The Mind Behind the Design: Unraveling Life's Plans and Specifications
by Randy J. Guliuzza, P.E., M.D. *
Suppose someone walks through their neighborhood and spies a new construction site for a custom-built home. Concrete has just been placed for the foundation. About how long ago did the project start?
Simply looking at how much work is in place would probably lead to a wrong answer. Actually, the project began--possibly years ago--within the mind of the designer. The designer's thoughts set the starting point, direction, and goal. His plan overrides everything. A radical new way to begin thinking about all constructed entities is that they mutually consist of items made out of matter, the material part, and their information for assembly, the immaterial part.
The new home's immaterial part consists of the designer's thoughts, concepts, ideas, and plans for achieving a specific goal.1 What is amazing is that even though the designer's thoughts are not composed of space, time, or matter, they establish the initial context for which all additional information and all of the material parts will fit together and make sense.

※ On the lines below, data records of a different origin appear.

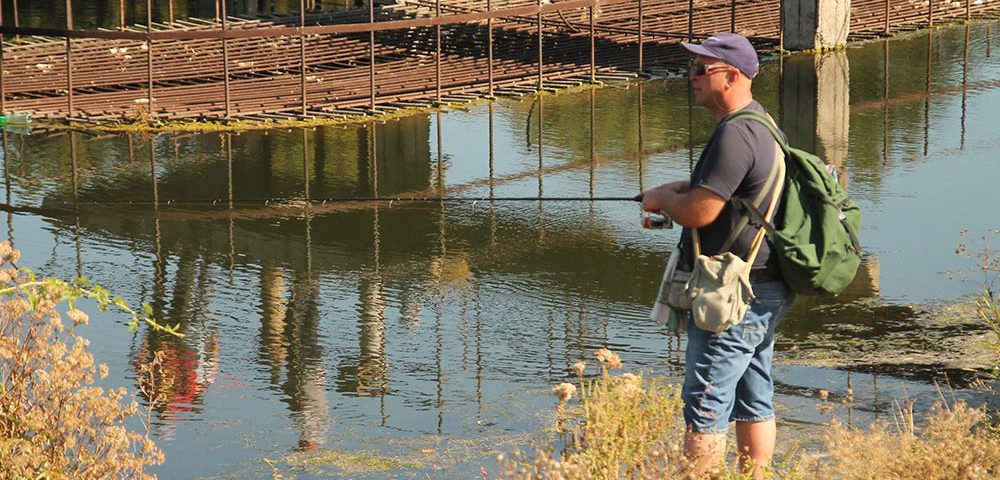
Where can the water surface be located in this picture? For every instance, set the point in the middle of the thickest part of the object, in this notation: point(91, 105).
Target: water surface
point(431, 333)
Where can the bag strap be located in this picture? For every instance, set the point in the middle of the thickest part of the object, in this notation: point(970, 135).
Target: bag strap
point(777, 173)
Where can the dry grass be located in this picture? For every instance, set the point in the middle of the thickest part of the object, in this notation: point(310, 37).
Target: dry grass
point(627, 427)
point(624, 427)
point(957, 442)
point(54, 423)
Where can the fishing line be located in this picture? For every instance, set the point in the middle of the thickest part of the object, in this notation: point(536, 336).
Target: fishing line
point(293, 202)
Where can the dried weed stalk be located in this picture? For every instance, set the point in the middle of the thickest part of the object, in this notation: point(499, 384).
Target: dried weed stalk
point(54, 423)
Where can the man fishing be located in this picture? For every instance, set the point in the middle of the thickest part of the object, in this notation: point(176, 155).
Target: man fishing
point(728, 374)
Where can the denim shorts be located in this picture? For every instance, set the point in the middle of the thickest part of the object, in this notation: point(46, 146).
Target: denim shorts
point(728, 374)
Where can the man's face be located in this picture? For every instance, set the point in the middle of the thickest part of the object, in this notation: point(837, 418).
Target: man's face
point(708, 78)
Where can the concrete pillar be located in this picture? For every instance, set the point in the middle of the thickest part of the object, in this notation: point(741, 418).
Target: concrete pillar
point(816, 24)
point(815, 106)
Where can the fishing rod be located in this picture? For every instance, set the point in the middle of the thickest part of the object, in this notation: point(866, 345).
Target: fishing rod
point(341, 200)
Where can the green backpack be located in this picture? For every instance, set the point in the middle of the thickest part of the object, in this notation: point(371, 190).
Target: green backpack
point(815, 234)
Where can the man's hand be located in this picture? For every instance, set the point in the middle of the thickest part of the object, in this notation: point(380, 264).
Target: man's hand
point(689, 207)
point(657, 199)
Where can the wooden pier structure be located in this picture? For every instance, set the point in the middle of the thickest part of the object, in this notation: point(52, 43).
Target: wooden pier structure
point(382, 57)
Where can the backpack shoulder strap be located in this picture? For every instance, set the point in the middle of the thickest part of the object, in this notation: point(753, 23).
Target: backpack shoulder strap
point(751, 211)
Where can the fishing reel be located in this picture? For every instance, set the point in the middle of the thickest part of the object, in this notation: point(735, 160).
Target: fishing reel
point(654, 221)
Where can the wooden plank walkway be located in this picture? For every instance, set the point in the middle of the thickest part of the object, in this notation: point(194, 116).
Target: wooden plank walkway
point(265, 78)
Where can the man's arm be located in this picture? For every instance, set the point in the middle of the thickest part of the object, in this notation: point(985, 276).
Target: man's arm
point(690, 207)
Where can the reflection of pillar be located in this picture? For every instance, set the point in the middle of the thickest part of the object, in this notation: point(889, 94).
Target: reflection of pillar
point(593, 143)
point(273, 306)
point(642, 147)
point(306, 382)
point(229, 197)
point(815, 24)
point(927, 93)
point(76, 207)
point(965, 79)
point(815, 98)
point(885, 104)
point(493, 218)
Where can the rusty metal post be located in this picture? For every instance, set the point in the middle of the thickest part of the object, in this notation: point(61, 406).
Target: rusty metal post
point(539, 21)
point(489, 45)
point(17, 22)
point(69, 60)
point(3, 92)
point(781, 31)
point(886, 28)
point(149, 55)
point(640, 35)
point(690, 20)
point(437, 55)
point(371, 56)
point(593, 76)
point(302, 54)
point(225, 59)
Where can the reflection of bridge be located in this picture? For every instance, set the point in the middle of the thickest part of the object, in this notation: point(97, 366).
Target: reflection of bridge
point(347, 62)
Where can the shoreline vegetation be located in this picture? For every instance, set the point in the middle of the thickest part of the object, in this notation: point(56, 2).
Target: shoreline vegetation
point(627, 427)
point(54, 421)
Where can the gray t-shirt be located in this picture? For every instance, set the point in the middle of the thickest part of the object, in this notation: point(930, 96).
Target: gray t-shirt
point(735, 163)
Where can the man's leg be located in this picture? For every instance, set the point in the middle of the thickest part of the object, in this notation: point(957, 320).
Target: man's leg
point(755, 443)
point(705, 451)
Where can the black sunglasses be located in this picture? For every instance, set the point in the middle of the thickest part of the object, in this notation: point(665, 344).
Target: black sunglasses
point(702, 70)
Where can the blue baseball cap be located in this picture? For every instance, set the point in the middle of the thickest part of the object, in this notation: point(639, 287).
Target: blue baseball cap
point(731, 48)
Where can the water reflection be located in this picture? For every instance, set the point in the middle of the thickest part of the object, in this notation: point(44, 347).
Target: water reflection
point(383, 321)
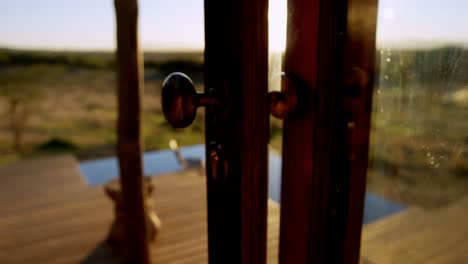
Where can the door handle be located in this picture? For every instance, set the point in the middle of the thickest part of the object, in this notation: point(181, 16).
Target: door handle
point(180, 100)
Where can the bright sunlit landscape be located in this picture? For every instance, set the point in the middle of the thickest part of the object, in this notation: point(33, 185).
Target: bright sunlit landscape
point(58, 98)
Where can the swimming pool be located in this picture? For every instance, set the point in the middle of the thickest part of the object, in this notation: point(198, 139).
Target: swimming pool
point(100, 171)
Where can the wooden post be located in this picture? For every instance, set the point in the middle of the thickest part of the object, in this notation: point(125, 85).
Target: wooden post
point(130, 85)
point(330, 46)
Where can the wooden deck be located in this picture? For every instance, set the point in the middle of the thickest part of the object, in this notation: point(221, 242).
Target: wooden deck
point(417, 236)
point(48, 214)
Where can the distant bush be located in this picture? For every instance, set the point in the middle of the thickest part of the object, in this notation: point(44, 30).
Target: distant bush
point(57, 145)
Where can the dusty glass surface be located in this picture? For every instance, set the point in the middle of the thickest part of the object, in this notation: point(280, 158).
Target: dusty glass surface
point(419, 136)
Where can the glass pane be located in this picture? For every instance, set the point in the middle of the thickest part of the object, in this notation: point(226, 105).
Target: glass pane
point(417, 186)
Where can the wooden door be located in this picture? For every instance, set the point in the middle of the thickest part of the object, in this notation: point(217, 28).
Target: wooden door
point(236, 69)
point(330, 49)
point(329, 62)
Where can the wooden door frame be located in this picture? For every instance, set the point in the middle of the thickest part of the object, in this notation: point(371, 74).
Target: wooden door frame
point(330, 47)
point(236, 71)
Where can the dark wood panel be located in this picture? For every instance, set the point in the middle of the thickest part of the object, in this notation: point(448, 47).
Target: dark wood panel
point(359, 69)
point(129, 142)
point(236, 68)
point(325, 144)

For instance, this sentence first existed immaterially as a thought in a mind that sets the context for only adding letters as they fit to make a meaningful word. More words are added only as they fit the intent of this thought--which was to illustrate that discrete letters and words are meaningless unless organized in the context of a thought. The designer's ideas become the framework that is used in the material realm to direct all interactions of material things. Thus, ideas are incorporated into the home just as tangibly as lumber.
So, one of the earliest statements in a conversation about design in nature could be:
If I were to ask you to give me two pounds of your ideas, we know that cannot happen because even though your ideas are real things, they are also immaterial. Although thoughts are immaterial, they are crucial to any construction project since they set the starting point, direction, and goal. We need to find the best explanation for the immaterial information directing production of the diversity of life on earth.
Plans and Specifications Always Indicate Design
Man-made items are constructed following directions called plans and specifications. Specifications are a unique kind of writing designed to convey intent. They are written instructions that set advance constraints on precisely what, how, and when particular materials will be used. Plans show geometric details of where materials are placed (though there is overlap between the two). Together, they must be detailed and selective enough to accurately and unambiguously communicate intended fabrication information to obtain all the product's features.
Writing specifications and drawing plans can be difficult work. Designers are forced to initially build the project in their minds. They must visualize numerous details, and then clearly represent everything in that mental picture in words and drawings--a daunting task at any time, but especially for situations where no prototype even exists.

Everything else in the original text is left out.